At the end of January, Musk kicked-off a new Twitter trend when he added the word ‘Bitcoin’ to his account bio. Many of the Tesla CEO's 47 million social media followers quickly did the same.
It was a very modern kind of celebrity endorsement, with viral YouTubers and professional athletes following Musk's example. They updated and shared their new Bitcoin Twitter bios with a massive audience of followers.
But he hadn't finished. The same day he tweeted, cryptically, that... ‘In retrospect, it was inevitable,’ possibly a reference to his bio – or something else? The resulting social media furore compelled managers at crypto exchange Binance to add extra capacity to deal with the spike in BTC demand.
A study conducted by Blockchain Research Lab suggests that Musk's BTC-related tweeting drove a significant (and abnormal) rally for Bitcoin that saw its price peak by 20 per cent in under eight hours.
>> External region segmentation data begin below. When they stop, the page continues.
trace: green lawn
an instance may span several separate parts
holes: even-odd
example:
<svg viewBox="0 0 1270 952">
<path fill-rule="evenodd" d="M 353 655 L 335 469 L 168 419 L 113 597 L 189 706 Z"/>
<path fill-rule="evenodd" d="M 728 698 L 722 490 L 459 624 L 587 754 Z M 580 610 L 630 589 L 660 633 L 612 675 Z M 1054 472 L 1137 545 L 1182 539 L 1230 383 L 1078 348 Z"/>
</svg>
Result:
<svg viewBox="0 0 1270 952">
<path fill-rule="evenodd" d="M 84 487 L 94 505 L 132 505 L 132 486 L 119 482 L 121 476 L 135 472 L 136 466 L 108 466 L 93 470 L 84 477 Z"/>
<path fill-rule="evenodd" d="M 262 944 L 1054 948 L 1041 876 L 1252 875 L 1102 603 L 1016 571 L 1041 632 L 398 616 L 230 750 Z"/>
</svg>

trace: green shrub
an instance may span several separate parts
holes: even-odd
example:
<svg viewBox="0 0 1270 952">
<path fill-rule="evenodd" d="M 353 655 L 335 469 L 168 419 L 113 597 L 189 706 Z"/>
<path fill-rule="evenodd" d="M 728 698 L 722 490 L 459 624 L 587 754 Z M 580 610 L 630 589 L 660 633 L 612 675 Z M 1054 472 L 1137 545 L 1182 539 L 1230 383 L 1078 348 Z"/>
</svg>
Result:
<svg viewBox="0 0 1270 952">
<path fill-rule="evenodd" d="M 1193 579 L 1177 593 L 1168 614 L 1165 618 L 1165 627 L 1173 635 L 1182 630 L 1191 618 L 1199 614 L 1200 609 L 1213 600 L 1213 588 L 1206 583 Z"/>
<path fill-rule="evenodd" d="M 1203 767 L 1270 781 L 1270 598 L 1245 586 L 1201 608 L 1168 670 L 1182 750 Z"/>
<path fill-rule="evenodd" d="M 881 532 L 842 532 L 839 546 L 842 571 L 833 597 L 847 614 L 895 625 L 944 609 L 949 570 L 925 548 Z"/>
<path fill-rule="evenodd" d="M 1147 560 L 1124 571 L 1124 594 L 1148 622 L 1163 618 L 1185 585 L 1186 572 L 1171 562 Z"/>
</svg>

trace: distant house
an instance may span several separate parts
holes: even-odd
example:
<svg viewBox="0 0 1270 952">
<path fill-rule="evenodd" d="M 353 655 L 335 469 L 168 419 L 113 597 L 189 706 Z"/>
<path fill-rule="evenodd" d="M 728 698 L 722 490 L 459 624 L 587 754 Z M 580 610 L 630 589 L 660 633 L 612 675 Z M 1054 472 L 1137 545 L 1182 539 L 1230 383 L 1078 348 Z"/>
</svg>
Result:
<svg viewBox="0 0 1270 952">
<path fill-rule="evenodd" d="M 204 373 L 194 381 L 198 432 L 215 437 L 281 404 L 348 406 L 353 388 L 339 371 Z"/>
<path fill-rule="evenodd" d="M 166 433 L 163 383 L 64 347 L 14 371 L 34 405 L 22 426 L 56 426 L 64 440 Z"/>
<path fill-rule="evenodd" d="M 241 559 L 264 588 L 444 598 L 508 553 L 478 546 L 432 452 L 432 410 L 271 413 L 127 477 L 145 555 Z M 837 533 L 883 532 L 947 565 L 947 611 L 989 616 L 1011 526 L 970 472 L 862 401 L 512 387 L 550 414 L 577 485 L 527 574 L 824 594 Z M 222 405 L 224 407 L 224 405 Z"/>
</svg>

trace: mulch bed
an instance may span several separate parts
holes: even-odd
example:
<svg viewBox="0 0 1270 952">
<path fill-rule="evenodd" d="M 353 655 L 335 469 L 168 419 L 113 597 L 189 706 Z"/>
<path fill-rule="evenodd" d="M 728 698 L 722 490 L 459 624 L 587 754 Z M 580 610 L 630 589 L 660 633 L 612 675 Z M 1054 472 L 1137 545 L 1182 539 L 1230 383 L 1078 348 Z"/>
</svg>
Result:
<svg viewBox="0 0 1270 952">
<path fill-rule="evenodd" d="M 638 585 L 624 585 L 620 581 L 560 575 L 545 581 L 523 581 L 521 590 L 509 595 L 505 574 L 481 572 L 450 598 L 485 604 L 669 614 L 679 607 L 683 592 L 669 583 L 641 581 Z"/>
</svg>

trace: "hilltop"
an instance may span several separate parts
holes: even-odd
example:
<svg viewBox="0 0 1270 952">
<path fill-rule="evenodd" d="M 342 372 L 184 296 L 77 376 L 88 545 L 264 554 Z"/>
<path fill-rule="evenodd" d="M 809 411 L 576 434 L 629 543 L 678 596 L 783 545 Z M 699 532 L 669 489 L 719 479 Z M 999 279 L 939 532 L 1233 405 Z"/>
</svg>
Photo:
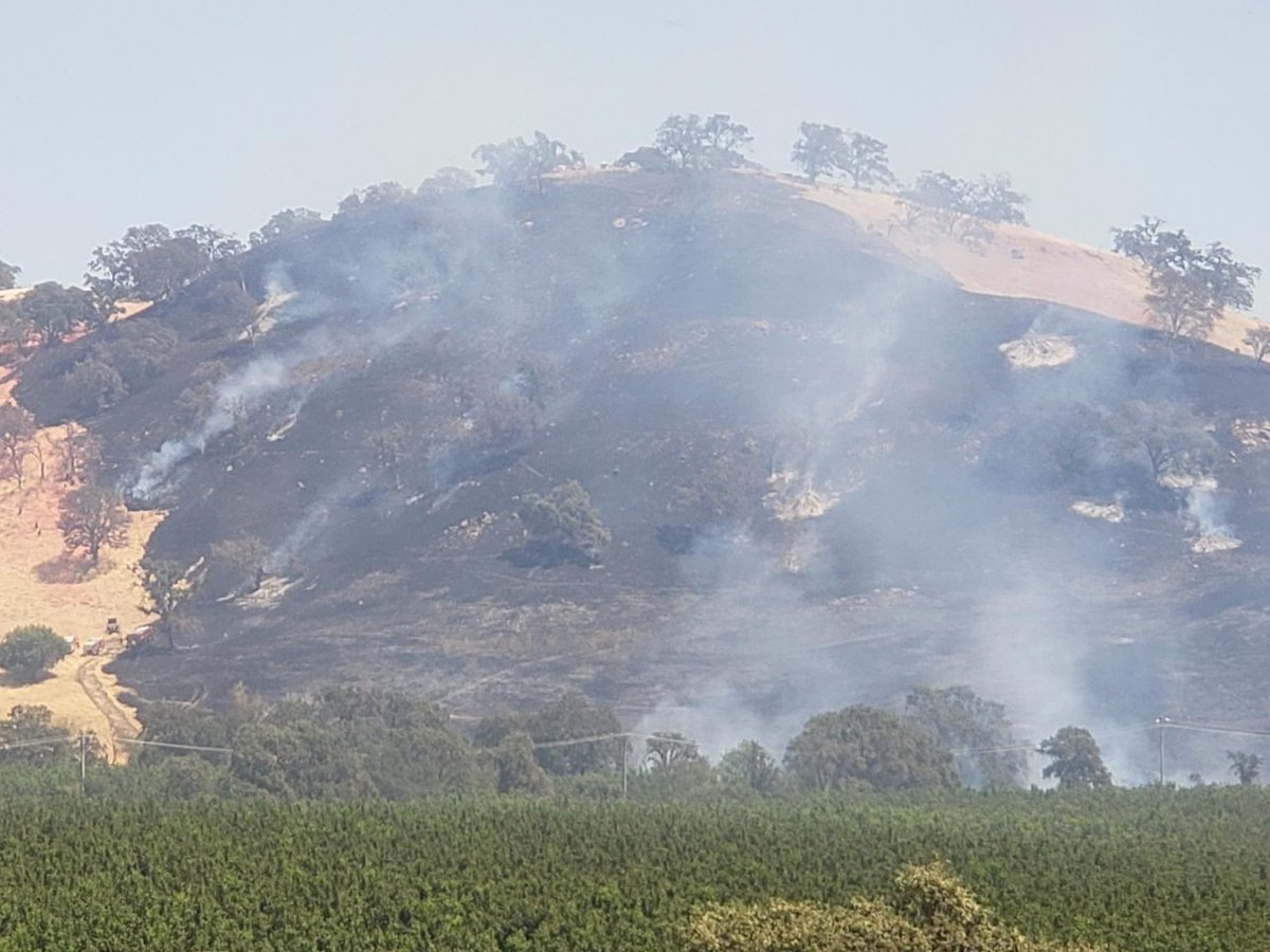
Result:
<svg viewBox="0 0 1270 952">
<path fill-rule="evenodd" d="M 113 670 L 140 702 L 373 683 L 470 713 L 573 684 L 706 744 L 919 682 L 1025 732 L 1260 722 L 1246 319 L 1166 347 L 1125 259 L 897 211 L 617 170 L 367 203 L 41 349 L 19 400 L 103 437 L 170 512 L 149 551 L 206 578 L 197 632 Z M 86 411 L 67 373 L 142 339 Z M 1194 461 L 1153 471 L 1143 405 Z M 594 557 L 517 514 L 570 481 Z"/>
</svg>

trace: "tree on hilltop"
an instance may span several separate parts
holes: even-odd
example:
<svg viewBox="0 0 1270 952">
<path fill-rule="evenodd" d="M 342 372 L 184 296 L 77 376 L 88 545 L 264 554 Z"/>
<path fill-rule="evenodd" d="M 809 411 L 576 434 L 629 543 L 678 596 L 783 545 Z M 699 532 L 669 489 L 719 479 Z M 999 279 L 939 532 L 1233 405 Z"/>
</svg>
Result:
<svg viewBox="0 0 1270 952">
<path fill-rule="evenodd" d="M 67 423 L 57 447 L 62 461 L 62 481 L 72 485 L 91 482 L 93 472 L 102 462 L 102 438 Z"/>
<path fill-rule="evenodd" d="M 1022 207 L 1031 199 L 1017 192 L 1005 173 L 980 175 L 965 190 L 966 212 L 984 221 L 1026 225 Z"/>
<path fill-rule="evenodd" d="M 1261 269 L 1236 260 L 1220 241 L 1196 248 L 1184 230 L 1162 225 L 1163 220 L 1144 216 L 1133 227 L 1113 228 L 1113 249 L 1146 267 L 1144 302 L 1152 324 L 1170 341 L 1204 340 L 1224 308 L 1252 307 Z"/>
<path fill-rule="evenodd" d="M 724 783 L 775 793 L 781 783 L 781 767 L 757 740 L 743 740 L 719 758 L 719 777 Z"/>
<path fill-rule="evenodd" d="M 97 565 L 103 547 L 127 545 L 131 522 L 117 490 L 88 485 L 64 496 L 57 528 L 69 550 L 86 550 L 89 561 Z"/>
<path fill-rule="evenodd" d="M 886 159 L 886 143 L 862 132 L 847 133 L 838 155 L 838 168 L 851 176 L 851 188 L 894 182 Z"/>
<path fill-rule="evenodd" d="M 516 510 L 531 542 L 578 552 L 594 562 L 611 536 L 577 480 L 552 486 L 546 495 L 527 493 Z"/>
<path fill-rule="evenodd" d="M 838 160 L 846 143 L 842 129 L 819 122 L 804 122 L 799 126 L 801 137 L 794 142 L 790 159 L 803 174 L 815 184 L 822 175 L 834 175 L 839 170 Z"/>
<path fill-rule="evenodd" d="M 1002 749 L 1019 746 L 1002 704 L 958 684 L 913 688 L 904 707 L 911 717 L 930 729 L 940 746 L 977 751 L 954 755 L 963 783 L 989 790 L 1022 783 L 1026 753 Z"/>
<path fill-rule="evenodd" d="M 71 652 L 66 638 L 47 625 L 23 625 L 0 641 L 0 668 L 19 682 L 39 680 Z"/>
<path fill-rule="evenodd" d="M 36 418 L 30 411 L 17 404 L 0 405 L 0 452 L 5 457 L 5 477 L 23 487 L 23 467 L 27 457 L 34 452 Z"/>
<path fill-rule="evenodd" d="M 1204 419 L 1184 404 L 1133 400 L 1114 421 L 1123 447 L 1146 456 L 1151 475 L 1204 468 L 1217 453 L 1217 440 Z"/>
<path fill-rule="evenodd" d="M 194 594 L 197 580 L 173 559 L 146 556 L 133 571 L 141 583 L 141 590 L 150 599 L 150 604 L 142 605 L 141 611 L 159 619 L 159 627 L 168 636 L 168 647 L 175 647 L 175 628 L 180 621 L 178 613 Z"/>
<path fill-rule="evenodd" d="M 484 162 L 478 174 L 490 176 L 495 185 L 522 187 L 532 182 L 538 192 L 544 189 L 544 178 L 551 173 L 582 169 L 587 164 L 582 152 L 540 131 L 533 133 L 532 142 L 521 136 L 504 142 L 485 142 L 476 147 L 472 157 Z"/>
<path fill-rule="evenodd" d="M 1241 787 L 1251 787 L 1261 774 L 1261 758 L 1246 750 L 1227 750 L 1227 759 L 1231 762 L 1231 773 L 1240 781 Z"/>
<path fill-rule="evenodd" d="M 654 731 L 644 741 L 644 763 L 653 770 L 672 770 L 705 763 L 705 758 L 696 743 L 678 731 Z"/>
<path fill-rule="evenodd" d="M 1252 327 L 1243 335 L 1243 343 L 1248 345 L 1256 362 L 1261 363 L 1266 358 L 1266 354 L 1270 354 L 1270 326 L 1260 325 Z"/>
<path fill-rule="evenodd" d="M 174 237 L 193 241 L 208 261 L 224 261 L 226 258 L 232 258 L 246 250 L 237 236 L 207 225 L 196 223 L 187 228 L 179 228 Z"/>
<path fill-rule="evenodd" d="M 251 232 L 251 248 L 310 235 L 323 222 L 321 215 L 311 208 L 283 208 L 262 225 L 259 231 Z"/>
<path fill-rule="evenodd" d="M 621 769 L 626 750 L 625 737 L 617 736 L 621 730 L 617 715 L 577 691 L 525 718 L 525 731 L 538 745 L 538 764 L 558 777 Z"/>
<path fill-rule="evenodd" d="M 100 324 L 102 312 L 93 294 L 83 288 L 44 281 L 23 294 L 18 316 L 27 335 L 41 344 L 56 344 L 67 334 Z"/>
<path fill-rule="evenodd" d="M 235 249 L 241 249 L 236 239 L 202 225 L 175 235 L 164 225 L 136 225 L 94 250 L 85 278 L 109 315 L 124 300 L 166 301 Z"/>
<path fill-rule="evenodd" d="M 813 791 L 958 786 L 951 754 L 923 725 L 866 704 L 809 720 L 785 750 L 785 769 Z"/>
<path fill-rule="evenodd" d="M 743 150 L 753 142 L 749 129 L 733 122 L 728 113 L 702 119 L 696 113 L 669 116 L 657 129 L 655 146 L 673 168 L 685 171 L 735 169 L 745 157 Z"/>
<path fill-rule="evenodd" d="M 455 165 L 446 165 L 420 182 L 419 188 L 414 193 L 420 197 L 448 195 L 455 192 L 466 192 L 475 187 L 476 179 L 470 171 Z"/>
<path fill-rule="evenodd" d="M 1059 790 L 1111 786 L 1111 772 L 1102 763 L 1102 751 L 1085 727 L 1063 727 L 1043 740 L 1036 753 L 1050 759 L 1041 776 L 1057 777 Z"/>
<path fill-rule="evenodd" d="M 1006 225 L 1026 225 L 1027 216 L 1022 206 L 1029 198 L 1017 192 L 1008 175 L 980 175 L 974 182 L 959 179 L 946 171 L 925 170 L 917 180 L 900 193 L 900 197 L 916 206 L 917 213 L 935 218 L 949 235 L 966 240 L 973 230 L 966 228 L 969 220 L 1002 222 Z"/>
</svg>

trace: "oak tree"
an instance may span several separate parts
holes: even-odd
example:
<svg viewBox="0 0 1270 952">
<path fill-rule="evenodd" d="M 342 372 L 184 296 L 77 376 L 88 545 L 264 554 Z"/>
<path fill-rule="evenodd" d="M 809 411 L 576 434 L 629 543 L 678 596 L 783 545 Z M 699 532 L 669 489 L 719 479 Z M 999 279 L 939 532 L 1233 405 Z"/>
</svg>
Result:
<svg viewBox="0 0 1270 952">
<path fill-rule="evenodd" d="M 127 545 L 131 522 L 118 491 L 89 485 L 64 496 L 57 528 L 67 548 L 86 550 L 89 561 L 97 565 L 103 547 Z"/>
</svg>

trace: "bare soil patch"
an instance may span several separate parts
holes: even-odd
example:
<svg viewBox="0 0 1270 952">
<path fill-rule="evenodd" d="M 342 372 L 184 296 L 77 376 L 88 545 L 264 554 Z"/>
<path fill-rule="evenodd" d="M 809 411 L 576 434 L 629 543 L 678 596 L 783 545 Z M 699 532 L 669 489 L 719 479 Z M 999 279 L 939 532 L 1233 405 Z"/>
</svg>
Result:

A few days following the celeb-fuelled pump of Bitcoin's price, Tesla's high-profile USD 1.5 billion buy hit the news. There was the investment announcement itself — coming a few days after a MicroStrategy press conference where it's CEO encouraged companies to get into Bitcoin. Then there was the follow-on news that Tesla planned to start taking Bitcoin payment for its cars and related products.
That generated a lot of buzz, but in reality, big companies had been moving into BTC for some time. They just did it without press and social media fanfare.
A number of institutional investors had been quietly increasing its Bitcoin holdings for months.
MicroStrategy made a series of buys amounting to USD 425 million between August and September last year. CEO Michael Saylor was widely praised in crypto circles for blazing a new trail and helping legitimize Bitcoin investment.
The MicroStrategy's move was followed by a USD 50 million Bitcoin purchase by Twitter co-founder Jack Dorsey's Square in October. At the time, this represented a full one per cent of the business's total assets.
With Bitcoin finally garnering large institutional investments, praise for the digital currency began to roll in from some of traditional finance's big beasts.